Young Lydia M, Ashcroft Alison E, Radford Sheena E
Astbury Centre for Structural Molecular Biology, School of Molecular and Cellular Biology, Faculty of Biological Sciences, University of Leeds, Leeds LS2 9JT, UK.
Astbury Centre for Structural Molecular Biology, School of Molecular and Cellular Biology, Faculty of Biological Sciences, University of Leeds, Leeds LS2 9JT, UK.
Curr Opin Chem Biol. 2017 Aug;39:90-99. doi: 10.1016/j.cbpa.2017.06.008. Epub 2017 Jun 22.

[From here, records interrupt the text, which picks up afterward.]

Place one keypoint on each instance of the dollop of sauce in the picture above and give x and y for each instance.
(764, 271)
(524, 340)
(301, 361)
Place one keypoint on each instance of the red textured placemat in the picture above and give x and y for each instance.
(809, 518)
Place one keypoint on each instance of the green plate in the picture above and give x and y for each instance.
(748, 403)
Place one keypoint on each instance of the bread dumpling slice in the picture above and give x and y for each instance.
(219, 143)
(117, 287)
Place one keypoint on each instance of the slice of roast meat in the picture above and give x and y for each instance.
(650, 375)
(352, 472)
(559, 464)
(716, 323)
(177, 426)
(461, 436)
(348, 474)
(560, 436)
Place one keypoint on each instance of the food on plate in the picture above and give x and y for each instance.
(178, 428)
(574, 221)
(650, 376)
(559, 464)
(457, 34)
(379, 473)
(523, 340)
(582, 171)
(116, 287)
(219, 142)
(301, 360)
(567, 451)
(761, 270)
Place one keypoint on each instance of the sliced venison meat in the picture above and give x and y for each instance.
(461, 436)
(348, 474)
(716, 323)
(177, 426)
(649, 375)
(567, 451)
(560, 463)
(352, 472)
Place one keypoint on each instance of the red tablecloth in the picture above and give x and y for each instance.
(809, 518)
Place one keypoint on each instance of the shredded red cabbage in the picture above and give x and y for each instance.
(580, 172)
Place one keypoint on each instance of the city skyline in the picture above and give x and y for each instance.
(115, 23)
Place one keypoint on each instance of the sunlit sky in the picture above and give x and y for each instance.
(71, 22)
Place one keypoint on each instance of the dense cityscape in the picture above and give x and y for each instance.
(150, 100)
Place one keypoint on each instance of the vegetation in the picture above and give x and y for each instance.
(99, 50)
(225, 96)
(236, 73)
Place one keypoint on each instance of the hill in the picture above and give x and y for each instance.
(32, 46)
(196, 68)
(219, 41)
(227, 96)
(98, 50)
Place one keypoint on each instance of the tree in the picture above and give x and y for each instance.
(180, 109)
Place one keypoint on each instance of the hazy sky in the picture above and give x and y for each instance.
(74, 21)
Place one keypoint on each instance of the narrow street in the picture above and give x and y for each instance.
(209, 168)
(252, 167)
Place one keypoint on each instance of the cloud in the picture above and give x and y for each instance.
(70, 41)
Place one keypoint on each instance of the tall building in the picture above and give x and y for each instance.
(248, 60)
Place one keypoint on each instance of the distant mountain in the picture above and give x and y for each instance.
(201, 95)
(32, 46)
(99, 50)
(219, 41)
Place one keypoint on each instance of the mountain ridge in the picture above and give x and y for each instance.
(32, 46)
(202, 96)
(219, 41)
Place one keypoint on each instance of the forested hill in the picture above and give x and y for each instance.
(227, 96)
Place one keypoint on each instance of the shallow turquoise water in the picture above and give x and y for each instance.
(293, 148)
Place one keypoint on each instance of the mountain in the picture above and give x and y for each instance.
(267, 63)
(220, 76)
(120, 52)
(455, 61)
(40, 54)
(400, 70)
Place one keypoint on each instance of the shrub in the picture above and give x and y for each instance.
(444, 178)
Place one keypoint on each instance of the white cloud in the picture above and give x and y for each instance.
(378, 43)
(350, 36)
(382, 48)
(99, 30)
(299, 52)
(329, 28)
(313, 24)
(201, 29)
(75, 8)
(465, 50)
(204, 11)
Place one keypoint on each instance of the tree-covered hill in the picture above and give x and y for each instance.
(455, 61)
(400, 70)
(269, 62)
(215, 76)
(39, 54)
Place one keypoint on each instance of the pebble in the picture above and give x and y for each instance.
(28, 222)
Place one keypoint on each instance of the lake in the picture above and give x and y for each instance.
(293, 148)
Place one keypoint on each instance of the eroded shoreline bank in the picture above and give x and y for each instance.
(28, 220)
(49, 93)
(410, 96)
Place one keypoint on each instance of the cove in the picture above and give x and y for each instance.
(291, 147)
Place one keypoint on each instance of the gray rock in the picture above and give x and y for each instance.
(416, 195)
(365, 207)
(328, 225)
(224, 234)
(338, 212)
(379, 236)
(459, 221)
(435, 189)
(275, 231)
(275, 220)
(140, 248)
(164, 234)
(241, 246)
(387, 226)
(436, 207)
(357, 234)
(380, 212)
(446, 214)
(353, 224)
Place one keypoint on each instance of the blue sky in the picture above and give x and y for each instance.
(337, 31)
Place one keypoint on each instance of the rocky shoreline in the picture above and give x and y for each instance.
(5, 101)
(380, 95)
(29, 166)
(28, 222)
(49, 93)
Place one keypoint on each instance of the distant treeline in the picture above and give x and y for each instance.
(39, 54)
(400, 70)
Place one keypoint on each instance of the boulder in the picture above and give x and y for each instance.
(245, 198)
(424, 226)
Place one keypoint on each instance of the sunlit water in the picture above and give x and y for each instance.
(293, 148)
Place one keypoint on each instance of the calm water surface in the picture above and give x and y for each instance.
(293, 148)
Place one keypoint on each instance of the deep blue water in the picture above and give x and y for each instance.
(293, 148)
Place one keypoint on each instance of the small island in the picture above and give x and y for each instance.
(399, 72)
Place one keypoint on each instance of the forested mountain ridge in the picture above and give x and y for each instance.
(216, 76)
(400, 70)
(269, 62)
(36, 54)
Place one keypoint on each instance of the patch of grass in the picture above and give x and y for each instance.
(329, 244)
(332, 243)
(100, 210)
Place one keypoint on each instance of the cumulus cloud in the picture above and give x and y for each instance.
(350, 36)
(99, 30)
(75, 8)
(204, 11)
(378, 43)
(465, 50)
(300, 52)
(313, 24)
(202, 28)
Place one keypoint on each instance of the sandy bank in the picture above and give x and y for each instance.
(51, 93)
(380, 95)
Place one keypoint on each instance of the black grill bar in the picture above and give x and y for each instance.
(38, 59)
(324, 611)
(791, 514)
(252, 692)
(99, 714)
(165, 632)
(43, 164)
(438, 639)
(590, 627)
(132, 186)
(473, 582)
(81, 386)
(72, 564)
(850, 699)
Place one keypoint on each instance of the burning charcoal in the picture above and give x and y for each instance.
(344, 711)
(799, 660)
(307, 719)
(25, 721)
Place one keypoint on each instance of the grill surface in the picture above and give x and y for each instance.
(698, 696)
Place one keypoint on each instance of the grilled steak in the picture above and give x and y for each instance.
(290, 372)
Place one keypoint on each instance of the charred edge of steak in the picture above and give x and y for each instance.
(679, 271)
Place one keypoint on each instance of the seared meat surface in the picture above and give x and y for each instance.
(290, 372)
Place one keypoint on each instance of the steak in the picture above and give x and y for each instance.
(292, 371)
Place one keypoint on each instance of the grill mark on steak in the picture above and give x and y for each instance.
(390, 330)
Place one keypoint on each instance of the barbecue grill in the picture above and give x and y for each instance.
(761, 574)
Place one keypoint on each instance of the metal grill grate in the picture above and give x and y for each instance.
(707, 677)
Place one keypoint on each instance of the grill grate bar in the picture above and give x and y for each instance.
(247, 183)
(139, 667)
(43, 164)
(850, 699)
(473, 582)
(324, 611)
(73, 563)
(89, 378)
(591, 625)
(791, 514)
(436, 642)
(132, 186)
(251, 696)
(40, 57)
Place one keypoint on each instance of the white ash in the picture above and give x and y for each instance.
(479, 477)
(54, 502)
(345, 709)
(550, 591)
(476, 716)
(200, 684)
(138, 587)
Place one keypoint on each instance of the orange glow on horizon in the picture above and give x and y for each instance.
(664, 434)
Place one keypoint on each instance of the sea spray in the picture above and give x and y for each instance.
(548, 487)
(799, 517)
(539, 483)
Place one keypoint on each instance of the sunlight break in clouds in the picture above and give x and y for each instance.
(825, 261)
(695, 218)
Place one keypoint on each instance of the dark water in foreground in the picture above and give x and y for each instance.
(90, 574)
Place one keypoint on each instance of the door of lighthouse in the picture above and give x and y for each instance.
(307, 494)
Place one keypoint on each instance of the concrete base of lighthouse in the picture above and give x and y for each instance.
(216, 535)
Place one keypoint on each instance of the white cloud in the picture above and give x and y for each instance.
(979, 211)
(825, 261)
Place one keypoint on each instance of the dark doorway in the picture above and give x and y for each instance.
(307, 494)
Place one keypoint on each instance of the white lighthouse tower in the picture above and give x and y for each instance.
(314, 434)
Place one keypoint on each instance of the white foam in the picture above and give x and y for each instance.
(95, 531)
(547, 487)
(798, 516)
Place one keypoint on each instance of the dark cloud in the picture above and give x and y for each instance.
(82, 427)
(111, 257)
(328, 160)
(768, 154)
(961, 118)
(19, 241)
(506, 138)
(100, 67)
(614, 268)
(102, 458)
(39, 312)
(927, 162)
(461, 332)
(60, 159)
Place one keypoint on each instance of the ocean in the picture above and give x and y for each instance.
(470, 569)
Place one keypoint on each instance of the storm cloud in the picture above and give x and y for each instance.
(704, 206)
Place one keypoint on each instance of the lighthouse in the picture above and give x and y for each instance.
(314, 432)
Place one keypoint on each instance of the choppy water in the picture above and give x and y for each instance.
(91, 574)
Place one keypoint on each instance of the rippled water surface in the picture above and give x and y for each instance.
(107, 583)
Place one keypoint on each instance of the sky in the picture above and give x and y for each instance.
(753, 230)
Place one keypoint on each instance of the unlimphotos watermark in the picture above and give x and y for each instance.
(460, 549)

Understanding the mechanisms of amyloid formation and toxicity remain major challenges. Although substantial progress has been made in the development of methods able to identify the species formed during self-assembly and to describe the kinetic mechanisms of aggregation, the structure(s) of non-native species, including potentially toxic oligomers, remain elusive. Moreover, how fibrils contribute to disease remains unclear. Here we review recent advances in the development of small molecules and other reagents that are helping to define the mechanisms of protein aggregation in molecular detail. Such probes form a powerful platform with which to better define the mechanisms of structural conversion into amyloid fibrils and may provide the much-needed stepping stone for future development of successful therapeutic agents.
了解淀粉样蛋白形成和毒性的机制仍然是重大挑战。尽管在开发能够识别自组装过程中形成的物种并描述聚集动力学机制的方法方面已经取得了实质性进展,但非天然物种的结构,包括潜在有毒的寡聚体,仍然难以捉摸。此外,原纤维如何导致疾病仍不清楚。在这里,我们回顾了小分子和其他试剂开发方面的最新进展,这些进展有助于在分子细节上定义蛋白质聚集的机制。此类探针形成了一个强大的平台,可借此更好地定义向淀粉样原纤维结构转化的机制,并可能为未来成功治疗药物的开发提供急需的垫脚石。